Her ne ise, Cumhurbaşkanı Erdoğan da bu ortamda Orta Doğu oyunundan çekilmek istemiyor elindeki en güçlü koz olan Türk Silahlı Kuvvetlerini –tıpkı Fırat Kalkanı harekatında olduğu gibi- tabloya dahil ediyor.
Tamam, Türkiye Orta Doğu’yu terk edecek değil. Ama Türkiye’nin geleceği Orta Doğu’da, Orta Doğu’nun binlerce yıldır huzur bulmayan karmaşasında mı?
Bu ortamda sağlıklı ve verimli siyasi ve ekonomik ilişkiler kurabilmek, onları sürdürebilmek mümkün mü?

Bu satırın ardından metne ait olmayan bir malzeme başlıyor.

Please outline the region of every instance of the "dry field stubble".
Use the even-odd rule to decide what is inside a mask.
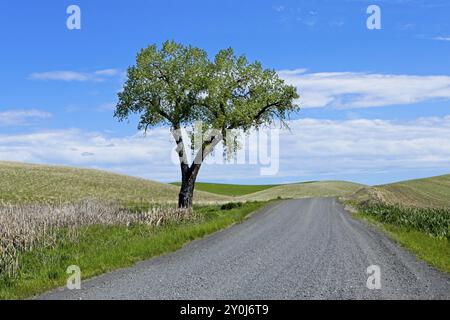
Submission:
[[[86,226],[158,226],[195,219],[192,210],[151,207],[132,212],[97,201],[74,204],[0,205],[0,278],[14,278],[20,271],[19,254],[36,247],[52,248],[57,242],[77,241]]]

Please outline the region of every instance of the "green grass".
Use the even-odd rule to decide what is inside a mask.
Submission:
[[[123,203],[178,200],[179,188],[100,170],[0,162],[0,201],[8,203],[75,202],[86,198]],[[197,202],[227,197],[198,191]]]
[[[426,261],[429,265],[443,272],[450,273],[450,241],[448,239],[433,237],[425,232],[381,222],[380,218],[361,211],[355,213],[354,216],[376,225],[405,249],[413,252],[418,259]]]
[[[195,222],[159,227],[85,227],[77,242],[60,241],[52,249],[39,247],[21,254],[19,277],[0,280],[0,299],[27,298],[63,286],[70,265],[78,265],[82,278],[87,279],[175,251],[191,240],[243,221],[265,204],[246,203],[231,210],[220,210],[220,206],[201,207],[196,209]]]
[[[180,186],[179,182],[172,183]],[[258,191],[271,189],[277,185],[238,185],[238,184],[220,184],[220,183],[203,183],[197,182],[195,188],[199,191],[205,191],[225,196],[243,196]]]

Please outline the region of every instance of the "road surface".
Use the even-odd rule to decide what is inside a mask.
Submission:
[[[367,287],[380,267],[381,289]],[[376,283],[376,282],[371,282]],[[450,299],[450,277],[335,199],[271,205],[183,249],[39,299]]]

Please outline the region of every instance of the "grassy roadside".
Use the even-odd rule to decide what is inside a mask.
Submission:
[[[355,207],[354,204],[346,204]],[[448,239],[435,237],[413,228],[383,222],[377,216],[368,214],[364,210],[358,209],[352,215],[375,225],[402,247],[414,253],[418,259],[426,261],[436,269],[450,273],[450,241]]]
[[[87,279],[164,253],[243,221],[267,202],[245,203],[231,210],[220,206],[197,208],[197,219],[162,226],[90,226],[76,242],[62,241],[20,255],[19,276],[0,279],[0,299],[22,299],[65,285],[70,265],[81,268]],[[61,231],[64,232],[64,231]],[[64,237],[61,237],[64,238]]]

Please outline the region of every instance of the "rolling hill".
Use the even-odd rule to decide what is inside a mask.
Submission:
[[[106,171],[16,162],[0,162],[0,181],[0,201],[8,203],[71,202],[86,198],[124,203],[175,203],[179,191],[176,185]],[[198,183],[195,201],[223,203],[342,196],[363,187],[343,181],[278,186]]]
[[[180,185],[179,182],[174,182],[172,184],[176,186]],[[195,184],[196,190],[232,197],[252,194],[258,191],[270,189],[277,186],[278,185],[241,185],[241,184],[222,184],[222,183],[204,183],[204,182],[197,182]]]
[[[0,201],[8,203],[70,202],[86,198],[126,203],[175,203],[176,185],[93,169],[0,162]],[[197,203],[267,201],[350,195],[412,207],[450,207],[450,175],[367,187],[345,181],[287,185],[198,183]]]
[[[311,197],[337,197],[353,194],[364,187],[365,186],[361,184],[345,181],[306,182],[281,185],[250,195],[245,195],[240,198],[244,201],[266,201],[277,198],[299,199]]]
[[[405,207],[449,208],[450,175],[365,188],[352,198],[357,201],[378,200]]]
[[[110,172],[60,166],[0,162],[0,201],[70,202],[86,198],[126,203],[176,202],[173,185]],[[224,202],[225,196],[196,192],[197,202]]]

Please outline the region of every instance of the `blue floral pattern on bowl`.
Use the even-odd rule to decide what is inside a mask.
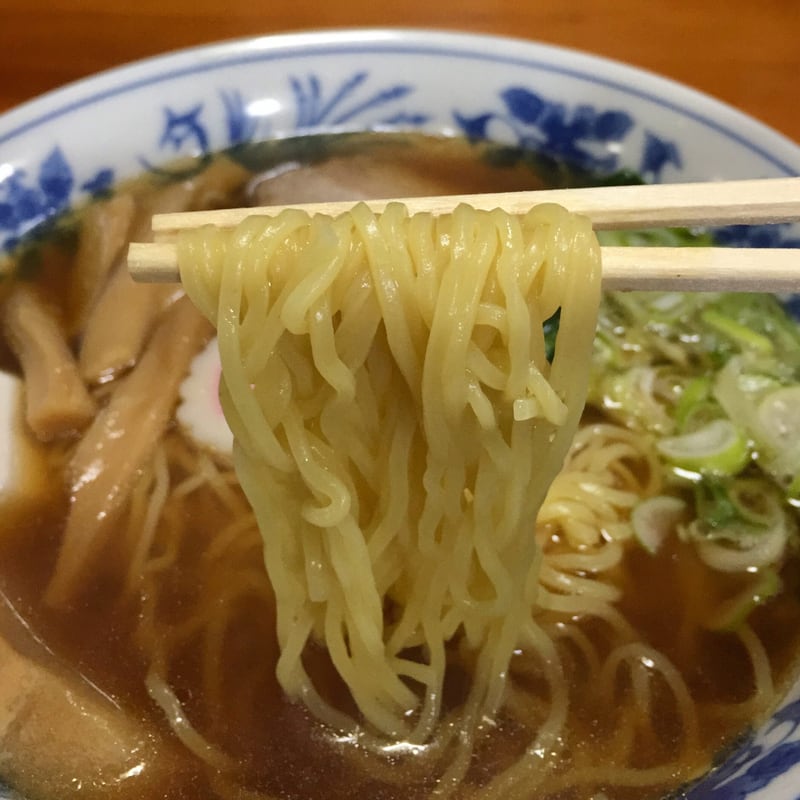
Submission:
[[[359,90],[368,81],[366,71],[355,72],[326,98],[318,75],[291,76],[295,131],[341,128],[355,119],[363,124],[368,113],[373,116],[368,127],[411,128],[429,120],[429,115],[400,105],[400,101],[410,99],[415,91],[410,84],[394,84],[359,97]],[[231,89],[221,90],[219,99],[226,120],[225,140],[212,142],[203,119],[204,103],[187,103],[180,109],[167,106],[163,109],[157,156],[140,155],[142,167],[162,173],[161,163],[187,150],[193,155],[205,156],[214,150],[253,141],[259,134],[258,125],[248,115],[242,94]],[[593,172],[612,172],[618,168],[619,155],[611,146],[624,139],[635,125],[633,117],[624,111],[597,109],[586,104],[570,108],[520,86],[501,90],[499,99],[505,106],[505,113],[487,112],[468,117],[454,110],[452,117],[461,132],[473,139],[490,138],[490,126],[505,123],[519,147],[537,150]],[[388,114],[387,106],[390,107]],[[269,135],[268,131],[261,133]],[[667,163],[680,165],[677,145],[646,132],[642,173],[658,178]],[[42,162],[35,185],[27,178],[24,172],[15,172],[0,183],[0,191],[5,193],[5,201],[0,202],[0,235],[7,234],[2,242],[6,250],[16,244],[22,233],[64,211],[72,199],[74,170],[59,147]],[[89,195],[98,195],[108,190],[113,179],[113,170],[103,168],[80,188]]]
[[[758,733],[750,733],[688,800],[745,800],[800,763],[800,700],[778,710]]]
[[[318,75],[302,78],[292,75],[289,84],[295,106],[294,132],[298,134],[341,129],[354,120],[358,120],[359,127],[383,129],[416,128],[430,120],[429,114],[415,110],[412,97],[415,87],[411,84],[396,83],[365,93],[369,73],[364,70],[342,80],[327,97]],[[248,114],[248,103],[240,91],[220,90],[218,99],[226,122],[224,138],[212,140],[204,119],[208,113],[205,103],[186,103],[181,108],[165,106],[156,155],[141,154],[141,166],[169,174],[162,165],[180,154],[207,156],[259,136],[269,136],[270,131],[259,130],[256,118]],[[502,110],[468,116],[453,109],[450,115],[460,132],[471,139],[498,138],[497,128],[505,126],[505,137],[500,135],[500,138],[508,139],[510,134],[514,144],[521,148],[591,172],[609,173],[619,168],[616,146],[636,125],[634,118],[623,110],[585,103],[570,107],[523,86],[501,89],[498,101]],[[645,131],[639,159],[642,175],[658,180],[668,164],[680,167],[677,144]],[[5,202],[0,202],[0,237],[6,234],[5,240],[0,238],[0,244],[5,250],[13,247],[23,233],[64,211],[74,199],[74,169],[59,147],[42,162],[36,185],[27,178],[24,172],[15,172],[0,182],[0,191],[6,195]],[[107,191],[113,180],[114,171],[102,168],[84,181],[80,189],[90,196],[98,195]]]
[[[423,125],[429,115],[402,104],[414,92],[406,83],[393,83],[378,89],[370,87],[370,75],[360,70],[341,81],[326,97],[319,75],[290,76],[289,84],[295,106],[293,131],[301,134],[326,128],[342,128],[359,121],[360,126],[413,128]],[[259,130],[258,119],[248,113],[248,103],[237,89],[218,92],[225,134],[214,138],[205,119],[207,104],[186,103],[163,108],[163,124],[157,137],[155,155],[140,154],[143,169],[179,177],[165,162],[182,154],[208,156],[218,150],[266,138],[271,131]],[[215,110],[217,111],[217,110]],[[114,170],[100,168],[92,177],[77,183],[76,170],[60,146],[56,146],[32,178],[24,170],[12,171],[0,180],[0,252],[10,251],[20,239],[37,226],[47,223],[86,197],[107,192],[114,183]]]
[[[510,140],[592,173],[620,168],[619,145],[636,125],[625,111],[586,104],[570,108],[523,86],[503,89],[498,100],[496,109],[477,115],[454,112],[461,133],[475,140]],[[645,130],[636,171],[643,180],[658,183],[669,166],[681,168],[680,146]],[[715,230],[714,237],[729,247],[800,247],[800,234],[789,224],[733,225]]]
[[[490,134],[490,131],[505,126],[517,146],[556,161],[566,161],[588,172],[608,173],[619,169],[616,145],[636,124],[626,111],[598,109],[588,104],[570,107],[525,86],[503,89],[499,100],[501,110],[469,117],[455,112],[462,133],[471,139],[492,139],[497,138],[497,134]],[[678,145],[645,131],[638,172],[647,180],[657,181],[668,164],[681,166]]]
[[[90,196],[108,191],[114,171],[99,169],[79,188]],[[0,181],[0,243],[10,250],[19,237],[66,209],[76,186],[75,172],[56,146],[39,165],[35,176],[25,170],[12,172]]]
[[[412,85],[398,83],[359,96],[359,90],[368,82],[368,72],[355,72],[325,97],[318,75],[290,76],[295,104],[294,132],[341,128],[356,119],[363,127],[398,129],[418,127],[430,120],[429,114],[403,104],[415,91]],[[520,148],[595,173],[612,173],[620,168],[618,145],[636,126],[633,116],[624,110],[585,103],[569,106],[524,86],[503,88],[497,99],[496,109],[479,114],[467,115],[453,109],[451,116],[459,132],[470,139],[511,141]],[[260,131],[257,118],[248,113],[248,103],[240,91],[220,90],[218,100],[226,123],[224,137],[212,141],[204,119],[205,103],[187,103],[182,108],[165,106],[156,155],[140,154],[141,166],[179,176],[180,171],[170,173],[162,164],[187,151],[194,156],[208,156],[217,150],[252,142],[259,136],[269,136],[270,131]],[[365,120],[365,115],[371,118]],[[676,142],[644,130],[638,159],[638,172],[644,179],[659,181],[667,166],[680,168],[681,163]],[[96,197],[107,192],[114,179],[112,168],[101,167],[92,177],[78,183],[75,169],[59,146],[42,161],[35,178],[24,170],[12,172],[0,181],[0,250],[11,250],[22,235],[65,211],[76,201],[76,189],[78,199],[80,193]],[[740,247],[800,246],[800,238],[790,235],[790,231],[788,225],[736,226],[720,230],[717,238],[721,244]]]

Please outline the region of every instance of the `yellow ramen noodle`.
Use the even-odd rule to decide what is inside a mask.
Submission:
[[[281,686],[353,727],[304,667],[321,642],[372,734],[422,744],[457,638],[474,659],[460,777],[531,622],[536,514],[584,406],[600,295],[588,220],[555,205],[521,218],[289,210],[182,233],[178,252],[218,330]]]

Arap ülkelerinin birbiriyle bitmek bilmeyen rekabetinde, Sünni ve Şii Müslümanların tırmanan bölünmüşlüğünde mi Türkiye’nin geleceği?
Yoksa şu sıra yeniden ısıtılıp masaya konulduğu üzere Şangay İşbirliğinde mi? Enver Paşa’nın İttihatçı Doğuculuğunda mı?